Every year my colleague, Ponchito, and I do an open house. We both have emerged from the 70s, 80s, 90s and Aughts in San Francisco's South Of Market rich and vibrant photo scene. So, when we pull out all the stops, it is a full-bore dog & pony show; 4 multi-light, multi-background portrait sets, with 1 for small groups: spots and boxes, booms, barn doors, fills and gobos, with 7 make-up people from our Cosmetology department. 50-70 subjects in 2.5 hours. The college Pres, VP, Deans, everyone agog. No one has ever seen anything like this. In truth, I doubt that anyone does this. We just grin and think, now you know a bit about what a photo shoot is.
That said, they still weren't present as we set this up. 2 Pros, 4 top student Photo Assistants, and 5 shooters, all moving about placing gear, lights, backgrounds, worktables and work lights for the make-up crew, power cords properly marshaled. These are all placed in the 1800 sq ft studio space with consideration of traffic flow in low light, controlling light spillage, safety and security. It isn't about being perfectionists but about orchestrating energy for the emergence of the image through craft.
I have worked directly with over 50 pro shooters. Ponchito and I have worked with countless Art Directors, business owners, Studio and Location managers, assistants, stylists, scouts, models, agencies, catalogue houses, corporations, City administrations and one-offs, winning and losing more clients than we care to admit. That SOMA scene is gone, never to be seen again. The Open House was a unique representation of that energy; not perfectionist, but the methodical application of our craft learned under fire. And then you had to do it the next day, and the next.

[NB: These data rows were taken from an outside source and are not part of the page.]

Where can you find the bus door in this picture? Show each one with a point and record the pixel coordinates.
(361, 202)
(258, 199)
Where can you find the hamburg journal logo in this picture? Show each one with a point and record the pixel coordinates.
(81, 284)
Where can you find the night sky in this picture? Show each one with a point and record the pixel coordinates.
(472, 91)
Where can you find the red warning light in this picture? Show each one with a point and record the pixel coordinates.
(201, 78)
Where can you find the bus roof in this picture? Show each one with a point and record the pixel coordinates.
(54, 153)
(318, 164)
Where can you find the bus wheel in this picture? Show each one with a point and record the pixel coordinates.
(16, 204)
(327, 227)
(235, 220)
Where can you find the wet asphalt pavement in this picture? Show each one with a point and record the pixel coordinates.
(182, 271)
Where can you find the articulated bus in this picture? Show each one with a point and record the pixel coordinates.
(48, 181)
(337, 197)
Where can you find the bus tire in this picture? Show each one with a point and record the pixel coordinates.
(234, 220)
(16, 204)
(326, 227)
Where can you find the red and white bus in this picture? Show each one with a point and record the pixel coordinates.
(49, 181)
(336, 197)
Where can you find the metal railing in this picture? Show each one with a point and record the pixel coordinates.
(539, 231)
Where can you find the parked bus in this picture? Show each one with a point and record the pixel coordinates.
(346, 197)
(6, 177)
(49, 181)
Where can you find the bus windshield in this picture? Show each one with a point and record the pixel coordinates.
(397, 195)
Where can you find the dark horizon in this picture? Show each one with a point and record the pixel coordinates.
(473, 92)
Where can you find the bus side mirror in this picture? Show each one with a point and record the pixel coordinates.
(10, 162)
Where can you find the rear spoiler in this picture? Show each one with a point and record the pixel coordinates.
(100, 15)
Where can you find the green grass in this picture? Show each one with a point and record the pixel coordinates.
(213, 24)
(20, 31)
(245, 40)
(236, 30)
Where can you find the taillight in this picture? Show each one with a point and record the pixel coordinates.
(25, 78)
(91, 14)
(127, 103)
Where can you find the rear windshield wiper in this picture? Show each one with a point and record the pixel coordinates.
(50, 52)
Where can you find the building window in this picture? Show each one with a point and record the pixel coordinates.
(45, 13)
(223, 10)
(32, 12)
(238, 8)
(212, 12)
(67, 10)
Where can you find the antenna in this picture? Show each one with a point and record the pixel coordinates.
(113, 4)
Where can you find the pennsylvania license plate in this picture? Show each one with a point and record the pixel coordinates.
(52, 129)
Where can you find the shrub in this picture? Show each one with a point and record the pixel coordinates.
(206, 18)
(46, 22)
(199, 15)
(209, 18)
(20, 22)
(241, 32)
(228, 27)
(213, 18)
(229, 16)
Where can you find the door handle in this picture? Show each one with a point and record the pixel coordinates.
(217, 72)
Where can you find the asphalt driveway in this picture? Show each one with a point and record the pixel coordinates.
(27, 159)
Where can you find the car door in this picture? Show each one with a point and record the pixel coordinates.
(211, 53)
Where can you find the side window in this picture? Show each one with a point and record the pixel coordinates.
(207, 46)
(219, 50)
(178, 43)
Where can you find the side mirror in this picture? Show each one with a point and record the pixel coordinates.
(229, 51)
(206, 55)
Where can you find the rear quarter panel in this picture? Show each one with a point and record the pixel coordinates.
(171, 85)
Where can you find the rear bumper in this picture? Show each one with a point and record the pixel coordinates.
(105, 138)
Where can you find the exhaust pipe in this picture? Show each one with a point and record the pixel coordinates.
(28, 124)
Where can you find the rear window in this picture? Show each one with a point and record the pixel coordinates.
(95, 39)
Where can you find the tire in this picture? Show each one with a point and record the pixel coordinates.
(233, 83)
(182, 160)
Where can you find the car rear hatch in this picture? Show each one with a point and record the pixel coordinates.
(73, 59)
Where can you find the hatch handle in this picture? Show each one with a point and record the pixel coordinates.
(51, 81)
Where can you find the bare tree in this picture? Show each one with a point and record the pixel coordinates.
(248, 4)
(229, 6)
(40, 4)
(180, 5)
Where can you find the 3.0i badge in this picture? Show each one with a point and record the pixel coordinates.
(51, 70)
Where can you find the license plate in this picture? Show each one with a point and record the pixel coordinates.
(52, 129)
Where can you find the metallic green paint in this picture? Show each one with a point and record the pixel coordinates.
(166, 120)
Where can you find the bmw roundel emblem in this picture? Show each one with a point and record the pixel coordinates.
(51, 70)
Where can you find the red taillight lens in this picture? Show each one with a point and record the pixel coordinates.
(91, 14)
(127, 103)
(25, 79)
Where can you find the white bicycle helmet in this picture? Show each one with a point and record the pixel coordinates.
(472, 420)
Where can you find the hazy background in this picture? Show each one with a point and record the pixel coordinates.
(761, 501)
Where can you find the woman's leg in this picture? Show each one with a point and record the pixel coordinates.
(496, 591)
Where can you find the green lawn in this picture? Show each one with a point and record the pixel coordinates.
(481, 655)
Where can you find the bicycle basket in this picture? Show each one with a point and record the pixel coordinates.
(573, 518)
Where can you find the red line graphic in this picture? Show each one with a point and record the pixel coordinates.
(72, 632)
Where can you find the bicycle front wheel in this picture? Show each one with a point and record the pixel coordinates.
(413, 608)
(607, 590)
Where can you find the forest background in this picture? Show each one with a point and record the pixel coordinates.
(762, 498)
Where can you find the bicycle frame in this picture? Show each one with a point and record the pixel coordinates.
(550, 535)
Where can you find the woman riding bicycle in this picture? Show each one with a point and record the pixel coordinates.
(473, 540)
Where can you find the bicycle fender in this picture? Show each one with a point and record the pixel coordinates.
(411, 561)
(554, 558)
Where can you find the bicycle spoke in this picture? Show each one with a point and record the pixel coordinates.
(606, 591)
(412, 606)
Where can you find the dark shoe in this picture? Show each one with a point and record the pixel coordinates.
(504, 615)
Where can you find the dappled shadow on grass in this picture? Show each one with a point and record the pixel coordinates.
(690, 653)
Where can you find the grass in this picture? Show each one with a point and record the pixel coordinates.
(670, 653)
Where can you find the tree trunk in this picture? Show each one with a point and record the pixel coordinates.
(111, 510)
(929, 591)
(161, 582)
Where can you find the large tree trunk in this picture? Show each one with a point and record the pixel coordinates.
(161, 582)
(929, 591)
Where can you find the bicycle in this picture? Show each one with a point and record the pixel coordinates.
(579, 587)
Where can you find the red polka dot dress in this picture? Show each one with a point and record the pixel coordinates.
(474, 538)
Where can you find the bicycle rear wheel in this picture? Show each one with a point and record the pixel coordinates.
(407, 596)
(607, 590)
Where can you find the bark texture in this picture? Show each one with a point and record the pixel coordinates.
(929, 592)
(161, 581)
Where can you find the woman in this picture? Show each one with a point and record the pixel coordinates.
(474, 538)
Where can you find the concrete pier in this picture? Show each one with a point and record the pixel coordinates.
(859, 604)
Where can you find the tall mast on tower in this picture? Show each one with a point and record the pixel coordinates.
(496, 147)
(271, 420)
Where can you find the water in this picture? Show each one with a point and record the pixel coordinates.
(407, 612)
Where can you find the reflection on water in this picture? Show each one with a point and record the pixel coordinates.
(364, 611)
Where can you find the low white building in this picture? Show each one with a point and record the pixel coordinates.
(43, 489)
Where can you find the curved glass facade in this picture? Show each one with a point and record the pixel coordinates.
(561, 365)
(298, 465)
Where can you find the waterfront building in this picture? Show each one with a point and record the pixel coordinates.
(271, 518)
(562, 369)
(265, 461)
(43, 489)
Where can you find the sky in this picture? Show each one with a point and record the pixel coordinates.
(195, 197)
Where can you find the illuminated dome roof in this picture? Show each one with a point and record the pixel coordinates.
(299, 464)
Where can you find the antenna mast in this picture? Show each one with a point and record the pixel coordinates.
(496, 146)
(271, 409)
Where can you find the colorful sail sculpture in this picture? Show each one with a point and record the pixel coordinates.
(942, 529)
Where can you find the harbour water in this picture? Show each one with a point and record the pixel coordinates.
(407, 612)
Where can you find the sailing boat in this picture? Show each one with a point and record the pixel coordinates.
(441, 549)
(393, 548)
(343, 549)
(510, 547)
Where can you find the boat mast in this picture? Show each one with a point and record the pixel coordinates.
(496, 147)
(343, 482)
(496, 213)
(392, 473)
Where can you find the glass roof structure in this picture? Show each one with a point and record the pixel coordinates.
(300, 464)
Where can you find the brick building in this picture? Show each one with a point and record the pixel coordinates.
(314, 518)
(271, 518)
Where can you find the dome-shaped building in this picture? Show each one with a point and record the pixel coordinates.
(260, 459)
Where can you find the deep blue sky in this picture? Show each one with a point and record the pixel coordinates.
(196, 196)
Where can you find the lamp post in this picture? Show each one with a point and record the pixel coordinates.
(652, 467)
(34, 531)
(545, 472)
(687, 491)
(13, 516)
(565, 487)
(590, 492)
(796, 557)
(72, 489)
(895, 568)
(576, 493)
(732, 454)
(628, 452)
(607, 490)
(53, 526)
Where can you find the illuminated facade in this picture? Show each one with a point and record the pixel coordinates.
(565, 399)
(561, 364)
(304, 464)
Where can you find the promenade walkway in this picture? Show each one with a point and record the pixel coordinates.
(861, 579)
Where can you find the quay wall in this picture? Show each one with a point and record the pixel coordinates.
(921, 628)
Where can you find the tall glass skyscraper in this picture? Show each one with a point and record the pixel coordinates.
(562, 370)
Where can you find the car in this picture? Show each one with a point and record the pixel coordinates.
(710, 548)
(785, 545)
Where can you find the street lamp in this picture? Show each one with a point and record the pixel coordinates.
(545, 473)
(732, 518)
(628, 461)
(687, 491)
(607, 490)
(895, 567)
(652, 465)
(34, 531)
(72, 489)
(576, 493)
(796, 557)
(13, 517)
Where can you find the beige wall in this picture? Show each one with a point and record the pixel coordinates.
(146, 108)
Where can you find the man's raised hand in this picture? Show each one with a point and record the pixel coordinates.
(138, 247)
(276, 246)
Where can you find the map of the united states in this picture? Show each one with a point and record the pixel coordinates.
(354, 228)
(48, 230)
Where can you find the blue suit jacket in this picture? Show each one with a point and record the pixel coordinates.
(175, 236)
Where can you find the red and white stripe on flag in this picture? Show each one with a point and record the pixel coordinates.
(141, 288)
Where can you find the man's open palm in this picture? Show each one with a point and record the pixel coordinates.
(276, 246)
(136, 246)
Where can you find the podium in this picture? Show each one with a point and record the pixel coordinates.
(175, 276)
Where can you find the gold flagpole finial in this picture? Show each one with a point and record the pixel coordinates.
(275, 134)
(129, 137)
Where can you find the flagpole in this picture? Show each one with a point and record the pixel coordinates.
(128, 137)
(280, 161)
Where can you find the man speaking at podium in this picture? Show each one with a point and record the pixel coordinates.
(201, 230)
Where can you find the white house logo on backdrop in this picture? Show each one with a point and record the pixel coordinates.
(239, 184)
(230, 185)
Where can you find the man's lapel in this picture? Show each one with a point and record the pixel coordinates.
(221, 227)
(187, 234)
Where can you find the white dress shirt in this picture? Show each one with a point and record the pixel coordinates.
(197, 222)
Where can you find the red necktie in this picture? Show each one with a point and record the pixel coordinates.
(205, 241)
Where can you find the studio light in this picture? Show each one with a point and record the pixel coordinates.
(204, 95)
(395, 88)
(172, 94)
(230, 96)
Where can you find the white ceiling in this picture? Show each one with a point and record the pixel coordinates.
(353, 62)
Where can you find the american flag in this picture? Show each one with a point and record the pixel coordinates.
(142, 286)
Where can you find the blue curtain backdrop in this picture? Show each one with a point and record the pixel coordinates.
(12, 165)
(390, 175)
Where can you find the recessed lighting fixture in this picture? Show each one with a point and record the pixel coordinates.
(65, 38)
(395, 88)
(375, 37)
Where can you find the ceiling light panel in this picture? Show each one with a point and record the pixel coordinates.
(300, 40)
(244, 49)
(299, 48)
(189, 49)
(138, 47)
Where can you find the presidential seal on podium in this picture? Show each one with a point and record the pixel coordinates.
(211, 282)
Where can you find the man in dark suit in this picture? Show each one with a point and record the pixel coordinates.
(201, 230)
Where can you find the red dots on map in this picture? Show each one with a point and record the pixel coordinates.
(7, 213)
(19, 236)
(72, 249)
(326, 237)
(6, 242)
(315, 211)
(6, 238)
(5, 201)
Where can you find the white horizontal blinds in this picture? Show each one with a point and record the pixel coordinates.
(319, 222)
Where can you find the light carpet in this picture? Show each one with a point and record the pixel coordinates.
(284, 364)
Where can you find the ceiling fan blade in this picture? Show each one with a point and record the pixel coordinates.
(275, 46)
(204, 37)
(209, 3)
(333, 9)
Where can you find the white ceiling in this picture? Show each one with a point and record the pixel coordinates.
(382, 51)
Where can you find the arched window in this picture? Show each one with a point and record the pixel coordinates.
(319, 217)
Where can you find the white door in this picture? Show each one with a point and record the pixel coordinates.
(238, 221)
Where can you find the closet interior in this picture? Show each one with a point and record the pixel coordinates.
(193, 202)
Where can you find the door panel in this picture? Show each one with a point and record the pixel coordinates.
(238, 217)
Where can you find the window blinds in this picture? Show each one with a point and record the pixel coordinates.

The craft is at once in service of the expression and capture of light. There is nothing old school or perfectionist about it but method sustained by production management. It is the real-time emanation of journeyman-level skills that express a plan and juggle all the unexpected and inevitable things that are a part of that synergy. It is independent of technology. Whatever buggywhip to which you refer is not abandoned as arcane but brought to the fore as needed, just as any other tool.
There is nothing "perfectionist" about using a hammer to drive a nail but the house is built all the same.
I asked a client for a standard amount of set up time and she explained to a colleague why “it’s taking so long” She said, “Oh, he’s a perfectionist.” I’d argue I was doing it correctly and I’m not so much a perfectionist. But what if I was? Don’t they want perfection to be the North Star?
A classic example of thinking we just show up and press a button.
Can I put “Crusty type viewing with disdain” on my business cards? Oh wait we don’t use business cards anymore?
At 60’s one’s just old
As someone who knows what they're doing which sounds like that's you. To me it's old school to ignore completely and I mean completely those two individuals that annoyed you and leave it at that. Content creators fancy restaurant host showing you to your table that's about it otherwise the opposite of the creative type they have no idea what it is to create anything.